At the same time, the apparent dearth of dermatologists in many U.S. markets demands an increase in the number of dermatology residency positions offered nationwide. Both pharmaceutical companies and the American Academy of Dermatology (AAD) are attempting to address this shortfall through grant programs now in pilot stages.
Such programs would be supplemented, rather than replaced, by Dr. Scheinfeld's proposition. To gauge its acceptance rate, he has surveyed approximately 30 dermatology applicants, to date, on the subject.
"Almost all of them have said that if they had to pay tuition to be a dermatology resident, they would prefer doing that rather than being paid a salary in some other specialty if they were faced with that choice," he says.
"In addition, about 75 percent of the people who are applying say they really think of dermatology residents as being more students than physicians. This is an important point to highlight, in that if one views residents as physicians who are providing a service, then salaries are in order. But if one sees dermatology residents as being more of students who are being guided in their education, then a tuition-based system makes more sense."
Proposal barrier One barrier that such a proposal ultimately would need to surmount is the Accreditation Council for Graduate Medical Education's (ACGME) requirement that residents receive salaries, a point that the handful of colleagues to whom Dr. Scheinfeld has vetted his idea are quick to note.
"But the ACGME is not providing a mechanism whereby academic dermatology can fund itself. Additionally, 75 percent to 80 percent of our applicants said that they found pharmaceutical companies' funding of additional residency slots to be problematic, probably due to concerns for conflicts of interest."

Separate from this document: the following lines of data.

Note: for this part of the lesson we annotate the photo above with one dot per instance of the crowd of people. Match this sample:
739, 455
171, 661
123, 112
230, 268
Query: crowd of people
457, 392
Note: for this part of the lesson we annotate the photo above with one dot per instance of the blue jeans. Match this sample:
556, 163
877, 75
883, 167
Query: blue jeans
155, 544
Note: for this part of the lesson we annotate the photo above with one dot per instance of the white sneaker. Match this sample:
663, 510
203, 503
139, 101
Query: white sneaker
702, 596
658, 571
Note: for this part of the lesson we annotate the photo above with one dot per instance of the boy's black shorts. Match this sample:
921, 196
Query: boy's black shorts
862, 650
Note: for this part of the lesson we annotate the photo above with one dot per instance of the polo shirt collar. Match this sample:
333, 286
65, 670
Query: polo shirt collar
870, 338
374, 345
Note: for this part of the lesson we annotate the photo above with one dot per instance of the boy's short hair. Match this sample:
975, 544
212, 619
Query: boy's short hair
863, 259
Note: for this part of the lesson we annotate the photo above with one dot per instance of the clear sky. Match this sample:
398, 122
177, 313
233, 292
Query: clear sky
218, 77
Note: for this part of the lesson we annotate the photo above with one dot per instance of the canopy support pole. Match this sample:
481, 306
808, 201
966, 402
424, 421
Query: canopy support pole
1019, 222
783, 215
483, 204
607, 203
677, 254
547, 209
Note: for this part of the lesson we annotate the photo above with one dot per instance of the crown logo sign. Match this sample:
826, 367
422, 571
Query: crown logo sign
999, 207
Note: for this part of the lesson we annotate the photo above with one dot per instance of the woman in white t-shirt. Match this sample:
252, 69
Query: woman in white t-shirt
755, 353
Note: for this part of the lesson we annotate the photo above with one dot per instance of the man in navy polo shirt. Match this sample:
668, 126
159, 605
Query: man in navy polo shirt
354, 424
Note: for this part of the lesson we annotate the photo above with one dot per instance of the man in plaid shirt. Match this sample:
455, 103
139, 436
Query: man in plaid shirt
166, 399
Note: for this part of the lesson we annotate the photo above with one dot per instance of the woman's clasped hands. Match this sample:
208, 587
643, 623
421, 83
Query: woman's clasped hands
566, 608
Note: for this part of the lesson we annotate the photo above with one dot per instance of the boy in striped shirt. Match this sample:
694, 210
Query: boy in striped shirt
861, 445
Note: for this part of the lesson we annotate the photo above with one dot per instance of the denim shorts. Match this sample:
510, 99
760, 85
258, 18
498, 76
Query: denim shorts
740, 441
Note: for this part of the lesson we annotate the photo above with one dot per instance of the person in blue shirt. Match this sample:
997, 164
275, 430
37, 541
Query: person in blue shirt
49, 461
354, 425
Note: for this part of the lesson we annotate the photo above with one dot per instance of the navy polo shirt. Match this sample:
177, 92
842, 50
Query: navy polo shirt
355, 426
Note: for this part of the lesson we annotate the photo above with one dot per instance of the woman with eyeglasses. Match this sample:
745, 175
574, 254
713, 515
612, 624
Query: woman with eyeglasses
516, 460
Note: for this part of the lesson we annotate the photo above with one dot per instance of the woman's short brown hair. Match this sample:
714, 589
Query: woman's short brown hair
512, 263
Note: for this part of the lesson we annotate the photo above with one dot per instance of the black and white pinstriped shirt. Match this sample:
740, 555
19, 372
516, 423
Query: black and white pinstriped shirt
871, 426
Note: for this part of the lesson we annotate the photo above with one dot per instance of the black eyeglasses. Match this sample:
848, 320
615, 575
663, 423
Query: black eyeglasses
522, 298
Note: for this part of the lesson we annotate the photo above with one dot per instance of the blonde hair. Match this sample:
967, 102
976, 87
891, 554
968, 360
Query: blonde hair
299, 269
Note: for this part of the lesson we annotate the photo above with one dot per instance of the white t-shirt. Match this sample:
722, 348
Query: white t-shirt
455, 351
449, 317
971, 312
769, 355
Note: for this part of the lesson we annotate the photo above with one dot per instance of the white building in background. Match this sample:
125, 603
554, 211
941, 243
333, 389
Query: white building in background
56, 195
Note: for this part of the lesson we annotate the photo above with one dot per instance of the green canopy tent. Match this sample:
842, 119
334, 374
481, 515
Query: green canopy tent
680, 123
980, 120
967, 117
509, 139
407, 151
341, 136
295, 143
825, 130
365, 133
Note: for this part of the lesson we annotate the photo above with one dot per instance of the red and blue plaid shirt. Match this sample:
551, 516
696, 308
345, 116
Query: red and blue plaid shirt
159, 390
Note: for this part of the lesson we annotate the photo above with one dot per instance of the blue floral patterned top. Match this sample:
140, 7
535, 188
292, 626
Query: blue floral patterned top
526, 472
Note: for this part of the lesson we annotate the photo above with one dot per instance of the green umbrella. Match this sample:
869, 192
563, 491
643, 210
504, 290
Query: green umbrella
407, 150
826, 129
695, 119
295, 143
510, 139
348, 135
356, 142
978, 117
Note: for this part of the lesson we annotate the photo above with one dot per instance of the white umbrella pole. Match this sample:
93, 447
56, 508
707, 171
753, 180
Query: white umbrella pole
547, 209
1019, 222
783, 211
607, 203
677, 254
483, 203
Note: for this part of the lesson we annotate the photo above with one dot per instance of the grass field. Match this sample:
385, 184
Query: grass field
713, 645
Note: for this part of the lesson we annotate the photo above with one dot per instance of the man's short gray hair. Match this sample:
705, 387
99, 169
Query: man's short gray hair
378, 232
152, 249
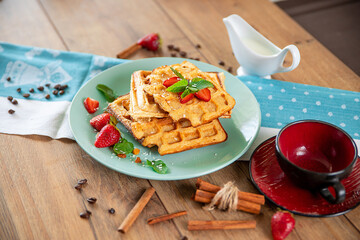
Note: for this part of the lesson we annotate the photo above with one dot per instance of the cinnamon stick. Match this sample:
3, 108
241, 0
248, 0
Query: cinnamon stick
137, 209
250, 197
194, 225
128, 51
165, 217
206, 197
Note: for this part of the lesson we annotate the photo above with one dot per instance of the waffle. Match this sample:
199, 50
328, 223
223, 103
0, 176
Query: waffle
196, 111
169, 136
142, 105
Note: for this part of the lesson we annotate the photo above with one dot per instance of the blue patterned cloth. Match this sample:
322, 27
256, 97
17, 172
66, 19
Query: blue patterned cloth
280, 102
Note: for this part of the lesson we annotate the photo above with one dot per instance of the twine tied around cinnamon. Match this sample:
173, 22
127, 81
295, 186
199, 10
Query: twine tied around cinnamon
227, 198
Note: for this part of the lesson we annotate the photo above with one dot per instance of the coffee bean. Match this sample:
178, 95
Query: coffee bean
183, 54
85, 214
82, 181
78, 187
91, 200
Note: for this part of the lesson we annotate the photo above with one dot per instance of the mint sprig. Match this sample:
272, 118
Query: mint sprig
187, 87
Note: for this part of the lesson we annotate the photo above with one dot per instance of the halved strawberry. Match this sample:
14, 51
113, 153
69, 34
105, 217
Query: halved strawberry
99, 121
187, 98
203, 94
282, 223
91, 105
108, 136
170, 81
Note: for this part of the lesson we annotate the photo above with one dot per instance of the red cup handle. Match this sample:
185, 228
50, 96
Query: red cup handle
339, 193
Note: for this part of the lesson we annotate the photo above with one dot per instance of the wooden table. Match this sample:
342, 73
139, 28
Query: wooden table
38, 174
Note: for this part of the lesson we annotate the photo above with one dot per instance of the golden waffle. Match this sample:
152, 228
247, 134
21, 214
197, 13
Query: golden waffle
142, 104
196, 111
169, 136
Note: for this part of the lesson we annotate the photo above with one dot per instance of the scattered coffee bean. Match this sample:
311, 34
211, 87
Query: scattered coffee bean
91, 200
85, 214
82, 181
111, 211
183, 54
62, 87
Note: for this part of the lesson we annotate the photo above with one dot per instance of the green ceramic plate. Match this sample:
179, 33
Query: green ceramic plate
242, 127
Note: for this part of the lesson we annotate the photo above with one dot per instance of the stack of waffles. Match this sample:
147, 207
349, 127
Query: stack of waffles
155, 117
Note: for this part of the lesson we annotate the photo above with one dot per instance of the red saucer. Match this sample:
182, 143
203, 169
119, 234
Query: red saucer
270, 180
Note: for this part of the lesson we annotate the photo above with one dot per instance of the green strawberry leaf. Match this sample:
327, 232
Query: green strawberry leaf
108, 92
158, 166
123, 147
180, 86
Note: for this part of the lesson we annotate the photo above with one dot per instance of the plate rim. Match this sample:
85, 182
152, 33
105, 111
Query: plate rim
165, 177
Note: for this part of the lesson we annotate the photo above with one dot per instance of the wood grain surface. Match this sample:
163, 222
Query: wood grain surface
38, 174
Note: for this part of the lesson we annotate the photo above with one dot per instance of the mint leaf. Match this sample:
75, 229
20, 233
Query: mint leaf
177, 73
158, 166
199, 83
123, 147
180, 86
108, 92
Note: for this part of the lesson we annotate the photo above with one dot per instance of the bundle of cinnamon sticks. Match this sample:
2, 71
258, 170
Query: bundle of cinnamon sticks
247, 202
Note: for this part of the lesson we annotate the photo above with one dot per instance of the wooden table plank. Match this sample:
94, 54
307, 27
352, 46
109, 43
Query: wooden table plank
40, 165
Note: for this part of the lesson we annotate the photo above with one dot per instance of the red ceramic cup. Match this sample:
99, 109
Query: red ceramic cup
316, 155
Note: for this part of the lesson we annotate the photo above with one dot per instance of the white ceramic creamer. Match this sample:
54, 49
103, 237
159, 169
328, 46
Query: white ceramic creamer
256, 54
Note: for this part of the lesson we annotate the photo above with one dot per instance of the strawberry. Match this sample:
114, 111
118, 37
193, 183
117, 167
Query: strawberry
108, 136
203, 94
99, 121
282, 223
151, 42
187, 98
91, 105
170, 81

Conflicts of interest won't be a factor under the AAD's initiative, which pools contributions so no single donor can be identified as the sponsor of a particular grant.
"But it's hard to provide a high-quality, well-rounded education for the amounts of money that are available," Dr. Scheinfeld says.
"In academic departments, one's salary is driven more and more by how much money one generates through clinical practice. But there has to be a way money is designated for teaching, and perhaps the source will be having applicants finance it themselves."
Further impetus for such a proposal stems from the possibility that the federal government might cap Medicaid payments at a flat per-state figure that fails to take states' populations into account, a possibility the President currently is exploring.
"This is going to put additional pressure on academic medicine, so we really need to open up all funding sources. In light of the fact that so many academic positions are open, and that hard research money and academic salaries are lagging behind what's available in the private sector, we must be creative in the way we approach funding," he says.
Going forward, he plans to gather more data to determine if enough applicants would accept his proposal before addressing legal issues such as the one posed by the ACGME.